Cours du Commerce Saint-André



2012 Oct 6 Saturday_122DSC_8716


Cours du Commerce Saint-André


This charming passage was opened in the mid-1700s 
linking the rue Saint-André des Arts and the Rue de l'Ancienne Comédie. 
 It houses the Procope café, a meeting place for writers and intellectuals of that era.


 In a granary here, M. Guillotin tried out his "philanthropic decapitating machine"
on sheep (1790).  I do not believe that there is a marker or any evidence of such in this gallery.  (thankfully!)



Cours du Commerce Saint-André
75006, Paris

16 comments:

William Kendall said...

It is a very inviting corridor.

A philantrophic decapitating machine. There's a contradiction in terms.

Joe said...

Wonderful perspective Genie. Would live to take a stroll down that passage.

Oakland Daily Photo said...

These covered passages are such a treat. I've only seen a few and yet know there are several surviving in Paris. think I'll seek them all out the next time I'm in Paris. Hope you're enjoying yourself (how could you not) on this trip.

Starman said...

I like those cours and can't imagine why they destroyed so many of them. There used to be hundred.

Lucy Corrander : Photos said...

'Philanthropic decapitating machine'!!!!!!!! Mind boggles!

Malyss said...

When we know what condemned people had to endure in old times before guillotine, yes , one can consider it as a philantropic machine! Glad there's no marker of it in that beautiful gallery anyway!

Louis la Vache said...

hmmm....
"Philantropic Decapitating Machine"
That name must have been conjured up by the same person who named the (ahem) Affordable Care Act which, to their horror, so many are discovering is unaffordable...

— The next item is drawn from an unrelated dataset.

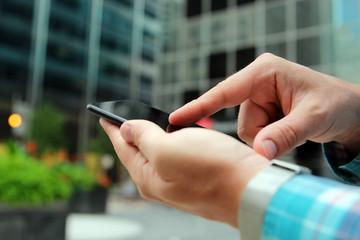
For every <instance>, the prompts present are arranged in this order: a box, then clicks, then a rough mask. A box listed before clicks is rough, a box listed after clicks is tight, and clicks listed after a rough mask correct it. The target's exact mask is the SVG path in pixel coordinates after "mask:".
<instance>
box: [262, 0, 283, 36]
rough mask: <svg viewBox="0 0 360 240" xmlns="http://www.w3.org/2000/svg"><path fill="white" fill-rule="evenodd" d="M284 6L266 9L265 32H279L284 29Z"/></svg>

That aside, «Louis» has been in this passageway. Procope is one of the most famous cafés in Paris.
«Louis» regrets that he didn't make good on his promise to himself to try it out when he lived in Paris...

Peter Olson said...

I must tell you that there is a plate on the building (no. 9) where the machine was built and tried.
I guess you know that Louis XVI later gave some indications how to improve the blade. :-)

Jeanie said...

Glad the decapitating machine isn't on site. But what a lovely spot!

The Greenockian said...

A lovely place with a gruesome history!
Liz

Alain said...

Peter est incollable !

Genie -- Paris and Beyond said...

Wlliam, it sounds horrible for sure!

Peter, I did not know that there was a sign, but will search it out before I leave.

Alain, c'est vrai!

We had a great day in Paris, meeting Meredith Mullins for lunch and getting together with friends later at our favorite apartment. We went through Galeries Lafayette taking videos and stills of the Christmas decor and the beautiful windows.

I will tell you more later about this but we successfully achieved NAVIGO Découverte passes which are much less expensive than Metro/bus tickets and allow you speed through the metro. Until the past several years you could not get the reusable pass unless you were a resident.... more details when I get home.

We have another photographic full day for tomorrow and it is late now...

Bises,
Genie

Jack said...

This is a beautiful place. Glad to read that all is well in Parisville.

Randy said...

Pretty.

Cezar and Léia said...

Love the reflections!It's a charming passage and you got an amazing composition!
Léia

Louise said...

I went to that passage way in July. I looked for a plaque, but couldn't find one, I see Peter tells us there is one. Ah well, will have to find it on another visit.